Hace unos días leí en Internet que a la entrada de algunos
restaurantes europeos les decomisan a sus clientes sus teléfonos celulares.
Según la nota, se trata de una corriente de restaurantes que busca recobrar el
placer de comer, beber y conversar sin que los ringtones interrumpan, ni los
comensales den vueltas como gatos entre las mesas mientras hablan a gritos. La noticia me produjo envidia de la buena.
Personalmente, ya no recuerdo lo que es sostener una conversación de corrido,
larga y profunda, bebiendo café o una copa, sin que mi acompañante me deje con
la palabra en la boca porque suena su celular.
En ocasiones es peor. Hace poco estaba en una reunión de trabajo
que simplemente se disolvió porque tres de las cinco personas que estábamos en
la mesa empezaron a atender sus llamadas urgentes por celular. Era un cáos
indescriptible de conversaciones al mismo tiempo. Gracias al celular, la
conversación se está convirtiendo en una especie de telegrama que no llega a
ningún lado. El teléfono celular, que la mayoría concibe como algo
indispensable, se ha convertido en un verdadero intruso. Y cada vez es peor.
Antes la gente solía buscar un rincón para irse a hablar, ahora
todo el mundo grita por su celular desde el lugar mismo en el que se encuentra.
La batalla, por ejemplo, contra los conductores que manejan con una mano,
mientras la otra, además de sus ojos y su cerebro se concentran en escribir un
mensaje, parece perdida. Aunque la gente piensa que puede hablar o escribir al
mismo tiempo que se conduce, hay que estar en un embotellamiento causado por un
adicto al teléfono para darse cuenta de que no es así.
No niego las virtudes de la comunicación por celular, pero me
preocupa que mientras más nos comunicamos en la distancia, menos nos hablamos
cuando estamos cerca. Me impresiona y preocupa la dependencia que tenemos al
teléfono celular. Preferimos perder la licencia de conducir que el celular!
Más que un instrumento, el celular parece una extensión de
nuestro cuerpo, y casi nadie puede resistir la sensación de abandono y soledad
cuando pasan las horas y éste no suena. Por eso quizá algunos nunca lo apagan.
¡Ni en cine! He visto a más de uno contestar en voz baja para decir:
"Estoy en el cine, ahora te llamo". Es algo que por más que intento,
no puedo entender. También puedo percibir la sensación de desamparo que se
produce en muchas personas cuando las azafatas dicen en el avión que está a
punto de despegar y que es hora de apagar los celulares.
También he sido testigo de la inquietud que se desata cuando
suena uno de los ring tones más populares y todos en acto reflejo nos llevamos
la mano al bolsillo o la cartera, buscando el propio aparato.
Pero de todos, los Blackberry merecen un capítulo aparte.
Enajenados y autistas.

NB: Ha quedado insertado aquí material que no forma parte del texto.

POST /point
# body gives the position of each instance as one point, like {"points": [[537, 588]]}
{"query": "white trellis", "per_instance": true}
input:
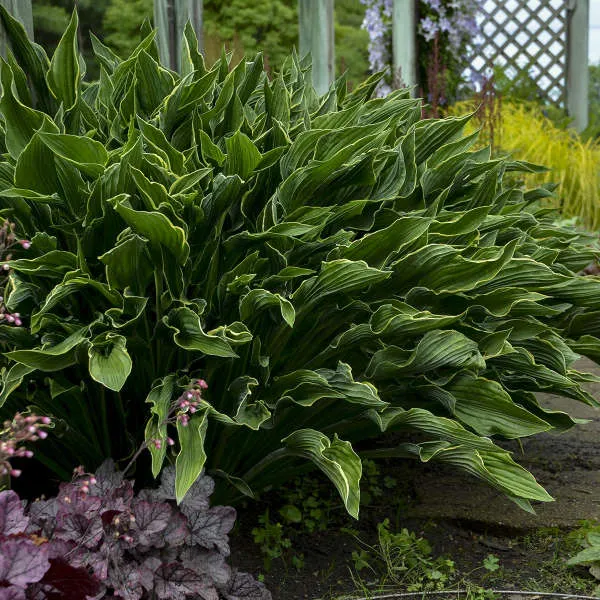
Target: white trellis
{"points": [[546, 39]]}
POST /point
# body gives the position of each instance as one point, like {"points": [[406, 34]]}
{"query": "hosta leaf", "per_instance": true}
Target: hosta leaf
{"points": [[437, 349], [51, 357], [377, 248], [191, 457], [109, 362], [484, 406], [190, 335], [64, 76], [160, 398], [306, 387], [335, 458], [258, 300], [21, 121], [88, 155], [336, 277], [154, 226], [400, 320], [12, 379], [55, 262], [242, 156], [128, 264], [31, 57]]}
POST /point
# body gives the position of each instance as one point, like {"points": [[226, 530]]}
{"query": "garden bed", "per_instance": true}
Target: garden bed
{"points": [[460, 517]]}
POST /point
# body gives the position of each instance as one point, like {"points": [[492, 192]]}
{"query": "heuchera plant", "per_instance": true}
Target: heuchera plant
{"points": [[97, 538]]}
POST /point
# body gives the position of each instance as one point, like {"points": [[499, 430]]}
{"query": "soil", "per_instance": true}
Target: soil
{"points": [[459, 516]]}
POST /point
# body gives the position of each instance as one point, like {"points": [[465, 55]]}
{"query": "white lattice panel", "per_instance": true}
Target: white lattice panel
{"points": [[525, 36]]}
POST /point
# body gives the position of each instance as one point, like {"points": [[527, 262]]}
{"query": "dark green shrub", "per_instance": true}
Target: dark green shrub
{"points": [[333, 267]]}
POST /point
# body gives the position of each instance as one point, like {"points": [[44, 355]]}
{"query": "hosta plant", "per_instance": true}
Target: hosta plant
{"points": [[99, 539], [266, 277]]}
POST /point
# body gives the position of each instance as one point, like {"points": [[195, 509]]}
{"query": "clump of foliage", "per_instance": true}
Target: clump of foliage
{"points": [[403, 559], [524, 131], [98, 538], [332, 267]]}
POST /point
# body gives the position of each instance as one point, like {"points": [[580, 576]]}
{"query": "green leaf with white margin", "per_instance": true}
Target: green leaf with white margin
{"points": [[109, 362], [11, 379], [64, 76], [51, 358], [484, 406], [336, 277], [258, 300], [128, 264], [250, 413], [242, 155], [305, 387], [155, 227], [160, 398], [495, 466], [190, 335], [21, 121], [376, 248], [437, 349], [335, 458], [191, 458], [88, 155]]}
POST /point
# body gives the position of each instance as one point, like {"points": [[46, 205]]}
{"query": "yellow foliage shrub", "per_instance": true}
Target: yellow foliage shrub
{"points": [[524, 132]]}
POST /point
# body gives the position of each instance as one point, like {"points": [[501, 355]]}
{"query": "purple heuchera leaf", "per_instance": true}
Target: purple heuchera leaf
{"points": [[209, 529], [42, 515], [207, 563], [175, 582], [12, 517], [127, 579], [151, 521], [22, 562], [12, 593], [245, 587], [104, 539]]}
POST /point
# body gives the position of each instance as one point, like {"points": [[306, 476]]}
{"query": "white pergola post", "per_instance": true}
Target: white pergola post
{"points": [[577, 62], [404, 42], [315, 19], [170, 17], [21, 9]]}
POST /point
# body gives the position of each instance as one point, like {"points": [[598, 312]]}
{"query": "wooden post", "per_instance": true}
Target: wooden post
{"points": [[315, 19], [170, 17], [21, 9], [404, 42], [577, 62]]}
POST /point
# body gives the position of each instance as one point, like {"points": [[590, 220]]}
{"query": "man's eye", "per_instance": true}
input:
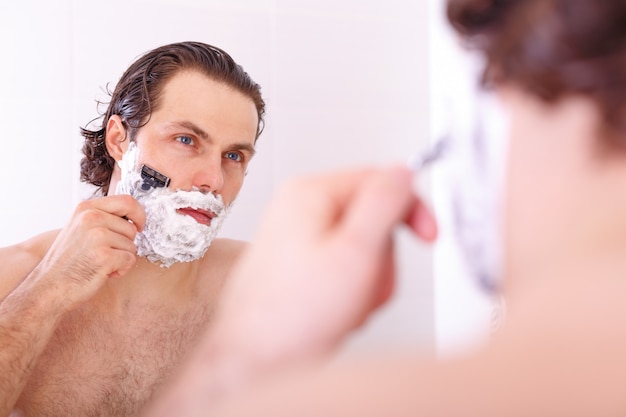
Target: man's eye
{"points": [[185, 140], [234, 156]]}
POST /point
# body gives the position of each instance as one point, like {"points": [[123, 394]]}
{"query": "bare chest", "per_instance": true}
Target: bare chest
{"points": [[99, 367]]}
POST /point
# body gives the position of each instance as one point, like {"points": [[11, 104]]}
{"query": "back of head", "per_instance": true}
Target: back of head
{"points": [[551, 48], [136, 96]]}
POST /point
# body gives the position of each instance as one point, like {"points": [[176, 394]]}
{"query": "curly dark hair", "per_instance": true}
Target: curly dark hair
{"points": [[137, 94], [551, 47]]}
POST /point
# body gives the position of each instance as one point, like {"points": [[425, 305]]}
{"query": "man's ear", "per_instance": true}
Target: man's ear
{"points": [[115, 138]]}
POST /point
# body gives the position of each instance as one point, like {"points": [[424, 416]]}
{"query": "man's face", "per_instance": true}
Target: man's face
{"points": [[201, 137]]}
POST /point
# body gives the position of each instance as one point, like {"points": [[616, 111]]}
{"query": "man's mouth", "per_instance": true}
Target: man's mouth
{"points": [[199, 215]]}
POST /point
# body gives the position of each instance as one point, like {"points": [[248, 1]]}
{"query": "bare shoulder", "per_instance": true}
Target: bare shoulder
{"points": [[16, 261], [220, 258]]}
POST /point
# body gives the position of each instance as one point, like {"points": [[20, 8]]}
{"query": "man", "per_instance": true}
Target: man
{"points": [[94, 317]]}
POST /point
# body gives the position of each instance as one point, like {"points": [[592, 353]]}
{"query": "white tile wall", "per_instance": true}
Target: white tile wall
{"points": [[346, 83]]}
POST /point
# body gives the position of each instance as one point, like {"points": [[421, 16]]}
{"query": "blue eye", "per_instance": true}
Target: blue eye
{"points": [[234, 156], [185, 140]]}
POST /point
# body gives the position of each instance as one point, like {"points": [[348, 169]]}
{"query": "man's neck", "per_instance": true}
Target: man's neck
{"points": [[150, 284]]}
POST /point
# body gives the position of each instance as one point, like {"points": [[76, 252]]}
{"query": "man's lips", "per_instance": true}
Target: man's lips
{"points": [[199, 215]]}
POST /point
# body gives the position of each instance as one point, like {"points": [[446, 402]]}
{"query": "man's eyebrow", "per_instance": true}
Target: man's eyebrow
{"points": [[185, 124], [191, 126], [245, 147]]}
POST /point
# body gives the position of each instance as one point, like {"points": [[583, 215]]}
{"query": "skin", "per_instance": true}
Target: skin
{"points": [[560, 351], [82, 314]]}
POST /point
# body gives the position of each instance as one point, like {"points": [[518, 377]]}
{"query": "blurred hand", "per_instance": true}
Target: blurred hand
{"points": [[96, 244], [321, 263]]}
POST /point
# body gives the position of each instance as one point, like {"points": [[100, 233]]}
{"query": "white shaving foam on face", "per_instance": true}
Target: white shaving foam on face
{"points": [[168, 236]]}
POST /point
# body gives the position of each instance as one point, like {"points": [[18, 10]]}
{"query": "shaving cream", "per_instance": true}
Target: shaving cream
{"points": [[168, 235]]}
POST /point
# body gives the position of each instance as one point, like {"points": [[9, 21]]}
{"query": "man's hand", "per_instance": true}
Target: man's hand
{"points": [[95, 245]]}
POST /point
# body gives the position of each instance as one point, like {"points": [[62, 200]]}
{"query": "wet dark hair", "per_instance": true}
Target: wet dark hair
{"points": [[551, 48], [137, 95]]}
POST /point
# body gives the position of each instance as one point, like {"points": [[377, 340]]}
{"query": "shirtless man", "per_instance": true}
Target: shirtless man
{"points": [[94, 317]]}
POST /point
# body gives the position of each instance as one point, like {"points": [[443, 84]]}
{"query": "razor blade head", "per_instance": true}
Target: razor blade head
{"points": [[153, 178]]}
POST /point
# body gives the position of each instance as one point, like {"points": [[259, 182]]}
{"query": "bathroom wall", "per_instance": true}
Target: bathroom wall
{"points": [[346, 83]]}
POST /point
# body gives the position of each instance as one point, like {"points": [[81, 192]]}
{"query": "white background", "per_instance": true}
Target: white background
{"points": [[346, 82]]}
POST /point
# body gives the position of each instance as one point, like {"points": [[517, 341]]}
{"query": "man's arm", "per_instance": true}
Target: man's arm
{"points": [[97, 244], [28, 317]]}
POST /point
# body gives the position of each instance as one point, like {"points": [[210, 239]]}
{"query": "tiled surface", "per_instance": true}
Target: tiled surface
{"points": [[346, 83]]}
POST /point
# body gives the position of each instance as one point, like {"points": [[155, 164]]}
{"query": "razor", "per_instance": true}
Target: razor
{"points": [[153, 178]]}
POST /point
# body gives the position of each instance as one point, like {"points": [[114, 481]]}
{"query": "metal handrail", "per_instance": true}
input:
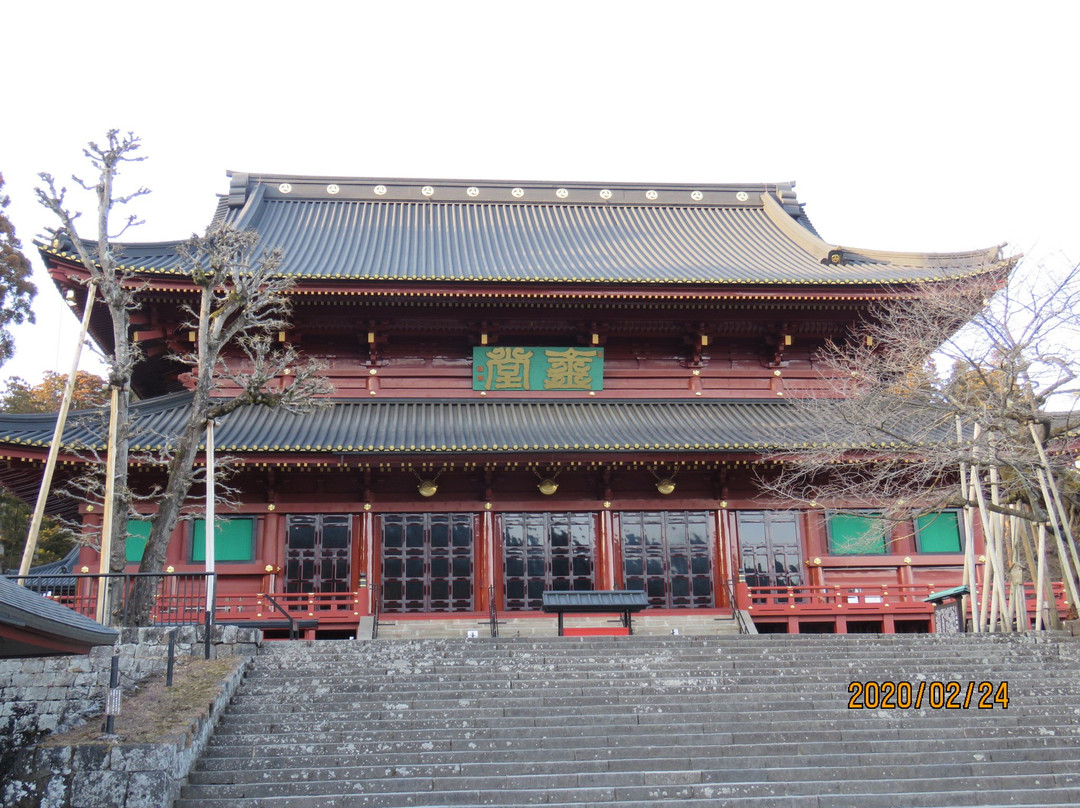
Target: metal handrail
{"points": [[376, 610], [282, 609], [736, 611]]}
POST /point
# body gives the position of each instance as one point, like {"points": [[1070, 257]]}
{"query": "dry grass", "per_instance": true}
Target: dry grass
{"points": [[154, 712]]}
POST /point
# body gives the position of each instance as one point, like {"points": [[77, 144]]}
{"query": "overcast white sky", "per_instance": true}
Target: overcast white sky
{"points": [[922, 125]]}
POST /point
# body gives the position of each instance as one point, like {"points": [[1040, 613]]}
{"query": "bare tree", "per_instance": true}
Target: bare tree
{"points": [[243, 304], [900, 436], [117, 286]]}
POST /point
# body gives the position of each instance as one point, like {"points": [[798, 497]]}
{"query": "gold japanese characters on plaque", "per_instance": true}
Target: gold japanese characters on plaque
{"points": [[538, 368]]}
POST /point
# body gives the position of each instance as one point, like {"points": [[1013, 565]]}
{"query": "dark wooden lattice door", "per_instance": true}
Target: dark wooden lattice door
{"points": [[319, 553], [545, 551], [428, 562], [669, 555], [770, 548]]}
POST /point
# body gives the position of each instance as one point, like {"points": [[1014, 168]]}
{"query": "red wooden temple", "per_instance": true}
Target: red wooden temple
{"points": [[539, 387]]}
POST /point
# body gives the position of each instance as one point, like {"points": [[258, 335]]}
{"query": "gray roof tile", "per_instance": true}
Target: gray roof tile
{"points": [[732, 234], [459, 427]]}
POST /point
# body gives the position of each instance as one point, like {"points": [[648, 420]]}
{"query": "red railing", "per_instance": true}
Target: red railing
{"points": [[863, 600], [179, 600], [894, 597], [327, 607]]}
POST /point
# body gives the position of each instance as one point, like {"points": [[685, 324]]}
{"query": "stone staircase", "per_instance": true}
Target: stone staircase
{"points": [[725, 721]]}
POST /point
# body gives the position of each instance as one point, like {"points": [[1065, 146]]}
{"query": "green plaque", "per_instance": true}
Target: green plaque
{"points": [[538, 368]]}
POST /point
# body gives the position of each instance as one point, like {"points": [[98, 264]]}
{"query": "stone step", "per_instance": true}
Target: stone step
{"points": [[747, 756], [643, 721], [601, 789], [787, 770]]}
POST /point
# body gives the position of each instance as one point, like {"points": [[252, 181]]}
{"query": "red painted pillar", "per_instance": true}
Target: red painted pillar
{"points": [[605, 551], [484, 573]]}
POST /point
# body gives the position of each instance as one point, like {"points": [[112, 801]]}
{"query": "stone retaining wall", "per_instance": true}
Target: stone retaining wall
{"points": [[40, 696]]}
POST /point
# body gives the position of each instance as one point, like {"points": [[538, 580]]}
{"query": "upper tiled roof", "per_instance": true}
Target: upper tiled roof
{"points": [[468, 231], [447, 428]]}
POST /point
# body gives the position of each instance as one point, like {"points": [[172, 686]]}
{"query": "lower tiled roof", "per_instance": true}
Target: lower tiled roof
{"points": [[457, 427]]}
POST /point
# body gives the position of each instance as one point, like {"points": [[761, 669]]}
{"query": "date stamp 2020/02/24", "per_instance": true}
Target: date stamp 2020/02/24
{"points": [[934, 695]]}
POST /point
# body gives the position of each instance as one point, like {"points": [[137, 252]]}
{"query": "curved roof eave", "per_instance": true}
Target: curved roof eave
{"points": [[362, 231]]}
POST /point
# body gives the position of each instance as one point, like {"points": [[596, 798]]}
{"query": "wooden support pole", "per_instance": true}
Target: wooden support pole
{"points": [[208, 533], [104, 588], [54, 447]]}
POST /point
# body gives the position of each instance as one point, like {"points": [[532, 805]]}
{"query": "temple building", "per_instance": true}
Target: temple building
{"points": [[539, 386]]}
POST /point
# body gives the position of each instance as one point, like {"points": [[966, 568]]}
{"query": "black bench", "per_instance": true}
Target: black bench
{"points": [[589, 602], [297, 625]]}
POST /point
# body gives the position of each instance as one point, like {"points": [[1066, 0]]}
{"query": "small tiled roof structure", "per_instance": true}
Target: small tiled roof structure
{"points": [[471, 232], [32, 625], [455, 427]]}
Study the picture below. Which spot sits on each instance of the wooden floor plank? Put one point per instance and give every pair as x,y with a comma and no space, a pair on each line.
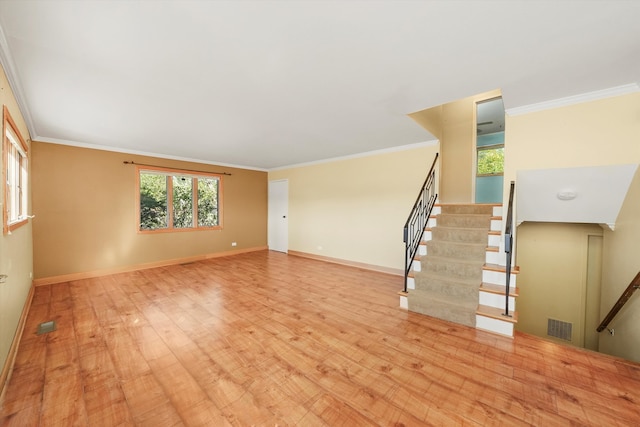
270,339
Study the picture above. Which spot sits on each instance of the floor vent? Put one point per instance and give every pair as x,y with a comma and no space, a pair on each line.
559,329
46,327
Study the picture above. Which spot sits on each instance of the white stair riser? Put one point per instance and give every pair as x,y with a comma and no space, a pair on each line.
404,302
494,325
495,258
496,300
497,277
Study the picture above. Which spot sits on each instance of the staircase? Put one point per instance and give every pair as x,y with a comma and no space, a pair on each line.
458,273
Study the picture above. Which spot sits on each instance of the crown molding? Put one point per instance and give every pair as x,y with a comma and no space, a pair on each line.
6,60
575,99
141,153
359,155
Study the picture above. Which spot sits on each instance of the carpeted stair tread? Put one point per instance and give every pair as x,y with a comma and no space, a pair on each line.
425,276
457,234
457,250
442,307
462,290
463,221
448,283
471,209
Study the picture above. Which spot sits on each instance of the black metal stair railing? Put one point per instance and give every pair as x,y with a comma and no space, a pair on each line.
508,247
418,218
628,292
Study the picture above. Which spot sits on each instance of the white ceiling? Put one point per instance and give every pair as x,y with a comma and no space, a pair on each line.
579,195
264,84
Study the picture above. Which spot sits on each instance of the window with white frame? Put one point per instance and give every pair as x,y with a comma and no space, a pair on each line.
16,171
172,200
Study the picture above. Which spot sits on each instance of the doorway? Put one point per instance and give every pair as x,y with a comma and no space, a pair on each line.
278,216
489,151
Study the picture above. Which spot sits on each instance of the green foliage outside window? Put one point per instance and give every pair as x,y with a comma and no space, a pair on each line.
153,201
491,161
155,206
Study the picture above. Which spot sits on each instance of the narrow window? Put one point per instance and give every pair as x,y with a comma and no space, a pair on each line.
173,201
16,175
490,160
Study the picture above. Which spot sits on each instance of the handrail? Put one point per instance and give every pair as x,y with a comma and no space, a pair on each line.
418,218
633,286
508,247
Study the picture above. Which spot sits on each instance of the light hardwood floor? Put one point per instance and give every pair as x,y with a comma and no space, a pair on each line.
270,339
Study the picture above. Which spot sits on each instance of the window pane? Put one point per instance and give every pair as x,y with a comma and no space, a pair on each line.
491,161
153,201
182,202
207,202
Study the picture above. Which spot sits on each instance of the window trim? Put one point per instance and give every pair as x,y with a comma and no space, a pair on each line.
169,172
23,151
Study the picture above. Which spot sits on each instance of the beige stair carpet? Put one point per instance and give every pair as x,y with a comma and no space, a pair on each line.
447,287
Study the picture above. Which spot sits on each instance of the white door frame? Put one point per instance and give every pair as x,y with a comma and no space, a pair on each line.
278,215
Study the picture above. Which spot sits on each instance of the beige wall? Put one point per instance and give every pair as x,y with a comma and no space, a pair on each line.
597,133
602,132
455,124
355,209
621,264
16,254
553,262
85,206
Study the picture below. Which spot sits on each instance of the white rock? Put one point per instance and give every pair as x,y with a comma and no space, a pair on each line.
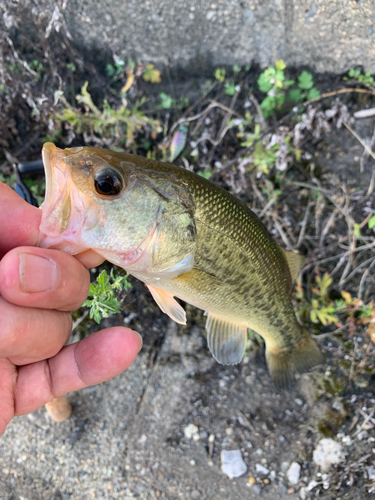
261,469
232,463
327,453
190,430
284,466
370,472
293,473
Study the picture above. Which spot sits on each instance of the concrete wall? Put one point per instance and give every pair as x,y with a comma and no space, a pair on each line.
327,35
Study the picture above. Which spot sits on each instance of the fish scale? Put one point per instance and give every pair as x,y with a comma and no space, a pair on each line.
184,237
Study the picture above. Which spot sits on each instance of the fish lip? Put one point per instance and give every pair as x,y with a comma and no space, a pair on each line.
50,153
55,170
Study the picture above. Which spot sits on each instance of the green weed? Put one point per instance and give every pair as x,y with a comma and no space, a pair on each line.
104,301
122,123
326,311
365,78
274,83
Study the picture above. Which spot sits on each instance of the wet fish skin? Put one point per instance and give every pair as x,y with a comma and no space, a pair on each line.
183,236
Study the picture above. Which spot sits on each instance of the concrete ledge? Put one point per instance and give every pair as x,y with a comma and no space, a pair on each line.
326,35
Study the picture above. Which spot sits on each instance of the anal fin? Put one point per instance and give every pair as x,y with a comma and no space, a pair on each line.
226,341
168,304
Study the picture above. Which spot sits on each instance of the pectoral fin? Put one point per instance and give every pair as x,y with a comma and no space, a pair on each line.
226,341
168,304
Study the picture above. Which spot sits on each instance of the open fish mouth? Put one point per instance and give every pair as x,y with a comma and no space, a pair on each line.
58,227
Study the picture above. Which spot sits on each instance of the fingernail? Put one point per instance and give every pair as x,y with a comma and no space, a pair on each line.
37,274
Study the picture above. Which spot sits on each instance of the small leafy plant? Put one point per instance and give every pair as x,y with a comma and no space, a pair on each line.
151,74
305,90
326,311
104,301
274,83
122,123
365,78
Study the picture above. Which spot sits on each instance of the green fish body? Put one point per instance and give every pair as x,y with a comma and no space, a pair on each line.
184,237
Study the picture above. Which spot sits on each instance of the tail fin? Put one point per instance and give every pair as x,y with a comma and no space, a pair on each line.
283,365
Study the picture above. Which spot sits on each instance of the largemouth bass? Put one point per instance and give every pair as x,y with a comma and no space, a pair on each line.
184,237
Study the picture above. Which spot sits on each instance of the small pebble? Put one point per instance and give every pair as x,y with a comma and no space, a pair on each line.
284,466
328,453
294,472
232,463
261,469
190,430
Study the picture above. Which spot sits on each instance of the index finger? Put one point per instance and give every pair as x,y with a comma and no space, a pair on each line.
19,221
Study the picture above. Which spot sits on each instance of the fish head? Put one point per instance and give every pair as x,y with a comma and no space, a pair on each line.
97,199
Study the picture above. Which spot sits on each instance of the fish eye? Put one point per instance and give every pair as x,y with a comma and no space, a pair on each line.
108,183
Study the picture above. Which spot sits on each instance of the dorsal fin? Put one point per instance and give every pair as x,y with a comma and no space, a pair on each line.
225,340
168,304
295,262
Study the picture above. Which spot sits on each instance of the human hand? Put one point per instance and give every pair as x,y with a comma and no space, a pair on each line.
38,288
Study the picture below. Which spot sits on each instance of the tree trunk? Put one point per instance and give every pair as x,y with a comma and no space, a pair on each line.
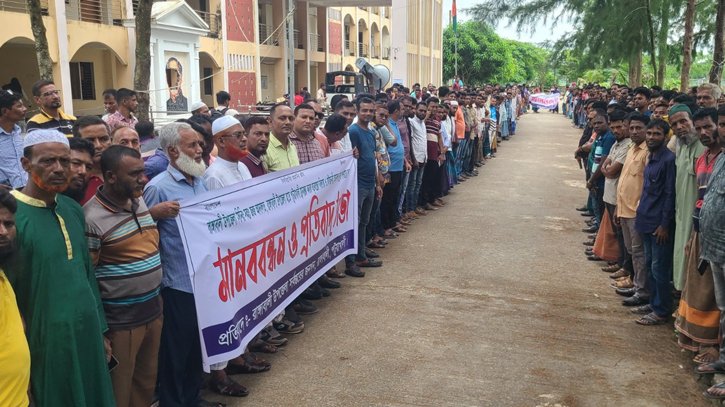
687,44
718,56
45,64
663,51
632,70
652,50
638,70
142,73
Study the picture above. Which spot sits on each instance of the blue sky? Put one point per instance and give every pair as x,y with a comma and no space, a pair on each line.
503,29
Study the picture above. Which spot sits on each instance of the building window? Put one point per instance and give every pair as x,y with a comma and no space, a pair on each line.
82,83
208,82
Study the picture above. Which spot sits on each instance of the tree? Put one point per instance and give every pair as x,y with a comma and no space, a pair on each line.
45,64
718,55
483,55
687,44
142,72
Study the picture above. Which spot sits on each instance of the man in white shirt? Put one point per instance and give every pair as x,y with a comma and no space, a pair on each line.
226,170
231,145
418,155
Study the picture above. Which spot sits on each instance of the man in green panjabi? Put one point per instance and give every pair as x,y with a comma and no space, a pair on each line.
689,149
55,284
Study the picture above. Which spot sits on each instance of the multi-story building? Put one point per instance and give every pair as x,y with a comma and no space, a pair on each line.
199,47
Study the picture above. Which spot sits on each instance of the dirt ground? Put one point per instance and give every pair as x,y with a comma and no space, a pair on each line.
489,301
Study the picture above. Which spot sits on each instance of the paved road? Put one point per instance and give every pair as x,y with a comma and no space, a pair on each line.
487,302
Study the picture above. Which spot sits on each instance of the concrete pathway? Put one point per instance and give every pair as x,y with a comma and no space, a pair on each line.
486,302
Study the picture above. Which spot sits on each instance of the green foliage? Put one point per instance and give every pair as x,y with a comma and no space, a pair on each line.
484,57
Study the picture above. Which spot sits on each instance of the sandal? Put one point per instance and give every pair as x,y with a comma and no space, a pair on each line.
262,346
626,283
708,356
204,403
716,368
651,319
719,386
375,245
229,388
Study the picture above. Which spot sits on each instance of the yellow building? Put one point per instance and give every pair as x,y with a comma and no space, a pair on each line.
200,47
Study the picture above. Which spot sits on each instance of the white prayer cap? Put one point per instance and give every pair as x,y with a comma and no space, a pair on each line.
197,105
222,124
44,136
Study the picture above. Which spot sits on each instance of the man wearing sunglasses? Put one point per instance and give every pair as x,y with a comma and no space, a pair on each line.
51,116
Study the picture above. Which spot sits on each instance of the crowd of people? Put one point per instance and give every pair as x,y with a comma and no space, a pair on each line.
656,206
98,307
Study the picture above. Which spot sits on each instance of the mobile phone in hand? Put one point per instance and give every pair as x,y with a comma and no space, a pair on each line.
113,363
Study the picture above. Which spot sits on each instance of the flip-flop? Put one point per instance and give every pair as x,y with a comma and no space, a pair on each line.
651,319
712,396
718,369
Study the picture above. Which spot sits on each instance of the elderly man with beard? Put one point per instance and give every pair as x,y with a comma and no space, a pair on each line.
95,130
179,373
14,352
689,148
226,170
55,283
81,168
257,130
712,238
124,246
698,317
231,146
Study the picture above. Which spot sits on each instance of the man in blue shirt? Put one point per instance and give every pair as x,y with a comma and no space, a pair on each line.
12,111
362,137
599,152
391,191
655,218
179,373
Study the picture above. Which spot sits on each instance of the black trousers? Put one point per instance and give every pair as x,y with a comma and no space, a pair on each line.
430,181
180,368
391,196
624,259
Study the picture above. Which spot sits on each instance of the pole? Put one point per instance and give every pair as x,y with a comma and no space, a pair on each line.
291,52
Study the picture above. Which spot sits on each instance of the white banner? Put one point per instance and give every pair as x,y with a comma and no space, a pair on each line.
254,247
545,101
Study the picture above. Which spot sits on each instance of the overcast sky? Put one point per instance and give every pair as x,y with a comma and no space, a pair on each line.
543,33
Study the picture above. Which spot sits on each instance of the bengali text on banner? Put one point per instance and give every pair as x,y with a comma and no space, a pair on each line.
544,101
254,247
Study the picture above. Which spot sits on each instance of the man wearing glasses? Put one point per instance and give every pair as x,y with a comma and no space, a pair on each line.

Así he visto a muchos de mis colegas, incluso a mi
propia hija, absortos en el chat de este nuevo invento. La escena suele
repetirse. El Blackberry en el escritorio. Un pitido que anuncia la llegada de
un mensaje, y el personaje que tengo enfrente se lanza sobre el teléfono. Casi
nunca pueden abstenerse de contestar de inmediato. Lo veo teclear un rato,
masajear la bolita, y sonreír; luego mirarme y decir: "¿En qué
íbamos?". Pero ya la conversación se ha ido al traste. No conozco a nadie
que tenga un Blackberry y que no sea adicto a él. Antes, en las mañanas al
levantarse, el primer instinto era tomarse un buen café. Ahora el primer acto
cotidiano es tomar su aparato y responder al instante todos sus mensajes. Es la
tiranía de lo instantáneo, de lo simultáneo, de lo disperso, de la sobredosis
de información y de la conexión con un mundo virtual que terminará acabando con
el delicioso placer de conversar con el otro, frente a frente y sin ser
interrumpidos por el maldito teléfono celular.